Do you miss not going through an IPO?

I don't think anybody loves the idea of going through an IPO these days, certainly not in the [Sarbanes Oxley] era and all the cost complexity going along with that.

When looking at those flash storage companies that had their IPOs, it looks like flash storage is not a magic technology for success. How has SolidFire done in terms of growth compared to the industry?

That's a great question. It really gets to the heart of why we've really never talked about ourselves as a flash storage company. We always saw the transition from disk to flash as simply that: a transition. It was inevitable. It was going to happen. Every vendor was going to participate in that transition. It's not that flash technology was exclusive to startups. Large companies certainly had flash offerings. NetApp's flash offerings in particular in the last 12 months have just exploded. Now they have over $700 million run rates. It was always clear that, while flash transitions would create some opportunities for startups, it would not be a forever and ever type differentiation. The big companies would, through acquisition or through building their own technology, in some way, shape or form, catch up.

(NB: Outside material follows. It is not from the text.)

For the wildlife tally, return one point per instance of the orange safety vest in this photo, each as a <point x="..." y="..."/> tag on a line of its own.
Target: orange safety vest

How has that manifested in the flash storage market?

I think you're seeing some of the effect of that in some of the flash companies that have gone public, like Violin and Pure, where they're challenged. Their lead and their differentiation of simply being a flash technology company is gone. There's a lot of flash technology in the market.

For SolidFire, we think that speaks to the heart of why it's important that we never differentiate ourselves based on being flash. … Everybody's got flash. That's not what's important over the scale-out, the quality of service, the automation, all those pieces. Those have continued to remain differentiated. We have not seen other competitors implement similar capabilities. That differentiation remains, and that's led to very consistent year-over-year growth for SolidFire for the past several years. Obviously we expect acceleration of growth now with NetApp and the go-to-market resources at our disposal.

Prior to the acquisition, SolidFire was 100 percent channel, right?

Not quite 100 percent. We started our channel program about two years ago when we launched our enterprise business. About three-quarters of our business goes to the channel. Pretty similar percentage to NetApp overall.

Did many SolidFire channel partners deal with NetApp in the past?

They did. I think somewhere around two-thirds, and maybe even higher than that, of our channel partners were NetApp channel partners as well. For them, a lot of overlap, easy transition. I think [it's] really indicative of the fact that NetApp's channel is interested in SolidFire. A lot of those channel partners had already come into the SolidFire camp saying, "Hey, we need something complementary to our NetApp technologies. SolidFire is a good fit there."

Some of them were quiet about it because they didn't want to offend NetApp.

I understand, but they kind of speak with their feet.

What does SolidFire bring to NetApp's wider partner base?

First is a new story to tell. I think NetApp has been beating the Clustered Ontap drum for a while now. I think they continue to build and iterate and have a great product there. The NetApp channel partners have been looking for, what's the next story? What's the next opportunity? What's the new technology that we're going to bring to customers to get them excited about NetApp again? SolidFire certainly gives them that opportunity, where they don't have to [use a startup's product to fill a gap in NetApp's line]. Now they can say, "Hey, NetApp's bringing something to the table that actually is very new and exciting, offers new capabilities and new architecture to consider. Let's see if this fits for you." It enables them to have a conversation without having to go outside of the NetApp comfort zone.